Saturday, January 1, 2011

William Wordsworth's "The Prelude"


“The Prelude; or, Growth of a Poet’s Mind” is an autobiographical poem by William Wordsworth. There are three versions of the poem. “Two-Part Prelude” was the first version of the poem that Wordsworth wrote when he was twenty eight years old in 1798 to 1799. The second version was found and printed by Ernest de Selincourt in 1926. This version is thirteen books long. The third version was published after Wordsworth’s death and is fourteen books long. “The Prelude” was a poem of a lifetime and Wordsworth never gave it a title. He called it “Poem (title not yet fixed upon) to Coleridge.” Wordsworth planned to write this with Samuel Taylor Coleridge. The poem was unknown to people until after Wordsworth’s death. His wife Mary gave the poem its final name, “The Prelude; or, Growth of a poet’s Mind.” The poem contains fourteen books: "Introduction – Childhood and School-Time," "School- Time (Continued)," "Residence at Cambridge," "Summer Vacation," "Books," "Cambridge and the Alps," "Residence in London," "Retrospect- Love of Nature Leading to Love of Man," "Residence in France," "Residence in France (Continued)," "Residence in France (Concluded)," "Imagination and Taste, How Impaired and Restored," "Imagination and Taste, How Impaired and Restored (Concluded)," and "Conclusion."

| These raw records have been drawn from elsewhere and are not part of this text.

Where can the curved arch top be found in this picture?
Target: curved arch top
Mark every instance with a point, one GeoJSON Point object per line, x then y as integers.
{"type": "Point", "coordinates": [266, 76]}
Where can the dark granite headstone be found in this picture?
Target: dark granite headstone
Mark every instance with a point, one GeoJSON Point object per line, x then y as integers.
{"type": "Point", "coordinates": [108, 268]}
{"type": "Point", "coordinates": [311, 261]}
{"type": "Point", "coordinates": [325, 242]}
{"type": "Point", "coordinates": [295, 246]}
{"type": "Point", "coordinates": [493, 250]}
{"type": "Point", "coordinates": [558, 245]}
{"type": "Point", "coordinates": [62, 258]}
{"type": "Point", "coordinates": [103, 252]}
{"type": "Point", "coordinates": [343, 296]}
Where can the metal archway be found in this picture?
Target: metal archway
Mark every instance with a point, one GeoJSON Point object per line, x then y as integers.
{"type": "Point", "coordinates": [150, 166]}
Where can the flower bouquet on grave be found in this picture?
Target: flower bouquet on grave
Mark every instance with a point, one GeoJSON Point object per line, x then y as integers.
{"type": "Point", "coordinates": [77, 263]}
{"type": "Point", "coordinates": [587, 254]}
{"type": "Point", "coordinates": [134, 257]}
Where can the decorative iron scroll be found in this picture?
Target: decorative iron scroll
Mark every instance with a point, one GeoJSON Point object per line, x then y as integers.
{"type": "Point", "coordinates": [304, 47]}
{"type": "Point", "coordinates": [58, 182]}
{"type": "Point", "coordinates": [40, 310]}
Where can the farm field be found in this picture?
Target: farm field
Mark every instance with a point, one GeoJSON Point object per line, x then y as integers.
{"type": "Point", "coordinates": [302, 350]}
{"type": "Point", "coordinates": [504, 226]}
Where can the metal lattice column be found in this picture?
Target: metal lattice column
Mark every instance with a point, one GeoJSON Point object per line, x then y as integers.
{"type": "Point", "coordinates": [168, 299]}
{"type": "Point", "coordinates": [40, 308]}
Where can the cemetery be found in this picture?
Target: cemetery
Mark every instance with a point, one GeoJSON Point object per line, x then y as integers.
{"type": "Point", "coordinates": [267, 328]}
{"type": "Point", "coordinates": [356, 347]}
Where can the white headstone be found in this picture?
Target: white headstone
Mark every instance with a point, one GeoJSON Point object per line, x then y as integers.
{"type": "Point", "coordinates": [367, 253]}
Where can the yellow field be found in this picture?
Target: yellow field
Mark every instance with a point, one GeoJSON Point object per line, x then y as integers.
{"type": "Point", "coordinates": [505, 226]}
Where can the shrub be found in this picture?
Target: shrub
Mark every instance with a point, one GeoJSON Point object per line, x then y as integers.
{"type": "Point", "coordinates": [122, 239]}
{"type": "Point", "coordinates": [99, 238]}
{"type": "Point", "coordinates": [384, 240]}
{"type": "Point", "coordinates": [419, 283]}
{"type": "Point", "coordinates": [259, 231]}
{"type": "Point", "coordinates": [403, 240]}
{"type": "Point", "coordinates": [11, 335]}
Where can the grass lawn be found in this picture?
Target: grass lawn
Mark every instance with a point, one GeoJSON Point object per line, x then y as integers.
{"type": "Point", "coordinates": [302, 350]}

In book one Wordsworth is speaking with a mature point of view. He experiences relief with coming back to nature. He feels optimism and creativity and recalls his past. Wordsworth wishes to create some work of art. He finds that he has a vital soul, knowledge of the underlying principles of things, and a host of painstaking observations of natural phenomena. Instead of historical and martial themes, he is looking for some philosophic song. He then doubts the maturity of his views and decides to review them to see how much they have changed. Wordsworth remembers some of his childhood, like river bathing and climbing to rob bird nests at night. Also he sets a tone in a discussion of education by speaking religiously of nature. Wordsworth describes how when he was young he stole a boat and went across Ullswater Lake. He then imagined that a peak beyond the lake came close and threatened him for taking the boat. This brought him to address what he terms the spirit of the universe. He tells more of pastimes he use to do, but he explains that he tried to be outdoors at all times of the year so the nature could educate him.